O lugar do enfrentamento político para os negros de esquerda socialista ameaça as nossas vidas e é preciso estar na conta quando fazemos esse debate, Talíria Petrone, deputada federal do PSOL, acabou de denunciar à ONU as ameaças que continua recebendo por conta do que representa politicamente e não é possível esquecer o enfrentamento que a bancada negra do PSOL-RJ faz frente Witzel, Crivella e as milícias. Sim, a esquerda precisa enfrentar cada vez com mais centralidade o que significa a luta antirracista dentro de suas estruturas e, principalmente, fora delas para que consigamos revolucionar a nossa realidade.
Entendo que as decisões existentes sobre o tema são fruto da formulação organizada dos negros organizados nos partidos e que disputam dia após dia a política antirracista com a branquitude para além dos momentos eleitorais.
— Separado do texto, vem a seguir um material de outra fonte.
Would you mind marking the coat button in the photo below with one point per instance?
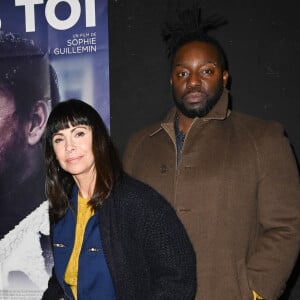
(163, 169)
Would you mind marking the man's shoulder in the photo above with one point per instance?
(147, 131)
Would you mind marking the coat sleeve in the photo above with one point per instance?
(170, 255)
(277, 246)
(54, 290)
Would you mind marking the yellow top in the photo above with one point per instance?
(84, 212)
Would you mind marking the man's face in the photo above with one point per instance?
(12, 141)
(197, 78)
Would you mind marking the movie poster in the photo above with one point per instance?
(50, 51)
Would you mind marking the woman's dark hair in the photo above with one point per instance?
(59, 184)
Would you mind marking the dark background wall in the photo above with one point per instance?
(262, 42)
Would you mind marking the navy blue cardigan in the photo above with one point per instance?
(146, 247)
Não levar em conta isso, é colocar essa negritude num lugar de subserviência aos brancos que não existe.
Precisamos avançar o debate sobre participação política da nossa população nos espaços de decisão política do país. E isso se fará também com as cotas nos partidos, mas com cobrança junto ao Estado de garantia de espaço nas casas legislativas que decidem sobre as nossas vidas.
Lembrar que em 11 anos apenas com política de cotas para mulheres o número absoluto de parlamentares femininas nas casas legislativas do país não teve aumento substancial e que ainda se impera uma lógica do financiamento privado de campanha que aposta em homens, brancos e proprietários. É isso que precisamos romper.
Além disso, é preciso ser assegurado que nos espaços de decisão partidária existam pessoas negras para que realmente se pense um projeto de vida do povo negro que consiga pensar o conjunto da nossa população, já há partidos que tem isso instituído após muita luta, mas é preciso se aperfeiçoar cada vez mais. Não somos apenas figuras públicas, mas também formulamos e organizamos a política de mudança que acreditamos para disputar a sociedade.
Precisamos seguir o debate, mas com a compreensão que não é possível combater o racismo estrutural e o capitalismo se utilizando das ferramentas do capital e de quem opera a manutenção desse sistema e entendendo o que precisa realmente avançar pra combater o racismo existente no cotidiano da política.
*Militante do Movimento Negro e do Partido Socialismo e Liberdade em São Paulo (SP) e fundadora do Núcleo de Consciência Negra da USP.